Für Medien-Junkies kann dieses Sommerloch – je nach Standpunkt – zu Langeweile oder Entspannung führen. Für Unternehmen und damit auch Startups ist es eine Chance. Denn PR-Inhalte lassen sich zu keiner Zeit des Jahres so gut in den Medien positionieren. Diese suchen schließlich gerade händeringend nach brauchbaren Stories. Die Voraussetzung ist: Man weiß, wie es geht.

Leberkäse-Unternehmen zeigt es, wie es geht

Wie man es macht, zeigte gestern etwa das oberösterreichische Leberkäse-Unternehmen Neuburger („Sagen Sie niemals Leberkäse zu ihm“) vor. Dort kündigte man in einem Interview mit der APA an, die Produktion der vegetarischen Produktlinie „Hermann“ (benannt nach dem Gründer) massiv hinauffahren zu wollen, nachdem sich die Produktion bereits in den vergangenen drei Jahren verfünzigfacht habe. Die Story wurde von zahlreichen Medien aufgegriffen und von den Usern heiß diskutiert. Die „Presse“ sah sich sogar zu einem Kommentar zum Thema veranlasst. Besser kann man sein Produkt kaum medial platzieren.

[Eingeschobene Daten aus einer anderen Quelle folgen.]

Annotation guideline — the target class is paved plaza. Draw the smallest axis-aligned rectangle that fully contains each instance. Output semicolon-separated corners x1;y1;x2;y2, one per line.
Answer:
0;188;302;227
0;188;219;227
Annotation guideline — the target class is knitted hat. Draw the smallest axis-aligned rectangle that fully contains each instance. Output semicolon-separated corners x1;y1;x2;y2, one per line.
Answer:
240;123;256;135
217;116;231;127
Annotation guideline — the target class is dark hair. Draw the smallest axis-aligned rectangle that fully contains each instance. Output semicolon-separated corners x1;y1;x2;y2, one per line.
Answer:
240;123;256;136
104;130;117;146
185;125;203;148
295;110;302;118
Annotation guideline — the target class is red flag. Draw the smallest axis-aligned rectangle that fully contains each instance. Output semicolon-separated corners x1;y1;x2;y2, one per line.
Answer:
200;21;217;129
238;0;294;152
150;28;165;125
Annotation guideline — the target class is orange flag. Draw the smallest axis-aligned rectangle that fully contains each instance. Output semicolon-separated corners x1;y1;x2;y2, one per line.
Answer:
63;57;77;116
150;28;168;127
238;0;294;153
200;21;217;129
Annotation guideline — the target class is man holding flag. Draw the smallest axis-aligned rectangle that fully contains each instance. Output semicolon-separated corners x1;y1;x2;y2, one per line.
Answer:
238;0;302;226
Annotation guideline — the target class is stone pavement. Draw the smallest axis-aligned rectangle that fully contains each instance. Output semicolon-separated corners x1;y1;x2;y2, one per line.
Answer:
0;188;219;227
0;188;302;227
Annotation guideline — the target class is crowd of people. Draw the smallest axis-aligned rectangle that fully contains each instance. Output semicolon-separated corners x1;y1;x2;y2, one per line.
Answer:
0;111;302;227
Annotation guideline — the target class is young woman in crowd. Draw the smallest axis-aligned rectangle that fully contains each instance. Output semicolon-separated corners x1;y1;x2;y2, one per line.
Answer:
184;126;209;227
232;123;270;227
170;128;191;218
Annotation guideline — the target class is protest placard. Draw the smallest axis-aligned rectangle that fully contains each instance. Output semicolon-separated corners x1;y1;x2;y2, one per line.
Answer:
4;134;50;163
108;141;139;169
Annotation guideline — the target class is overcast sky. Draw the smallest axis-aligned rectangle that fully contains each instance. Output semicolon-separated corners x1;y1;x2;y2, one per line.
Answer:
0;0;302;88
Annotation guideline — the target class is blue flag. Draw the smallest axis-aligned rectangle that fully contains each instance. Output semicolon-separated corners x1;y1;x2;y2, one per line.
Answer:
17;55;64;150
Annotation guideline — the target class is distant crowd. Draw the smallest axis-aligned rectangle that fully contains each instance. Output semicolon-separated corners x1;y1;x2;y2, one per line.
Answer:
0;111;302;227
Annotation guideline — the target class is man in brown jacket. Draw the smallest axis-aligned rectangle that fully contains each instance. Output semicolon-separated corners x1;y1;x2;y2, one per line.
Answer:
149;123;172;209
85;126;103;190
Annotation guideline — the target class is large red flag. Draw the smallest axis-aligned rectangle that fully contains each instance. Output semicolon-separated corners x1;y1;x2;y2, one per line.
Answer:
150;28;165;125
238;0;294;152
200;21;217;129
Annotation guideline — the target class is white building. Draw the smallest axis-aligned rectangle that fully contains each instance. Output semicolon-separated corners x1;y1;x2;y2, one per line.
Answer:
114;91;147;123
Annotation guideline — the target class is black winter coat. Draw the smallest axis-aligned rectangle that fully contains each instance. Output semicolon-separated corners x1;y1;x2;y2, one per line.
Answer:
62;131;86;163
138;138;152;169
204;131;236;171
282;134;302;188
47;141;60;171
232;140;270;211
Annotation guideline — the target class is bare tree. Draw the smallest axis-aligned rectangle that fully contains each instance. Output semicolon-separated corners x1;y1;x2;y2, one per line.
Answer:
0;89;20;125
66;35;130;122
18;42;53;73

Alter Hut gut verpackt: 3 PR-Learnings von Neuburger

Nun stellt sich die Frage: Warum hat das so gut funktioniert? Denn eigentlich ist die Produktlinie nicht neu – schon 2016 startete man im Handel. Auch, dass das Unternehmen im Segment massiv wächst, war dieses Jahr schon mehrmals in mehreren Medien zu Lesen.

Die Antwort: Neuburger hat einfach die richtigen Zutaten für eine gute Story geliefert. Und die können auch Startups – vor allem im Sommerloch – für ihre PR-Zwecke nutzen. Dann kann man auch einen eigentlich nicht neuen Inhalt gut anbringen.

1. Ein starkes Zitat

„Ich habe schon lange Probleme mit Fleisch“ – diese Aussage von Hermann Neuburger nahmen gleich fünf Österreichische Medien in die Headline. Sie entschieden sich dafür, und nicht etwa für die eigentlichen News, dass die Produktion weiter gesteigert wird. Klar: Wenn „Mr. Leberkäse“ (© Heute) das sagt, dann birgt das Diskussionspotenzial. Hätte es Hermann Neuburger mit Aussagen wie, „wir wollen mit neuen innovativen Produkten weitere Märkte erschließen“ gehalten, gäbe es wahrscheinlich keine Artikel und keine öffentliche Diskussion.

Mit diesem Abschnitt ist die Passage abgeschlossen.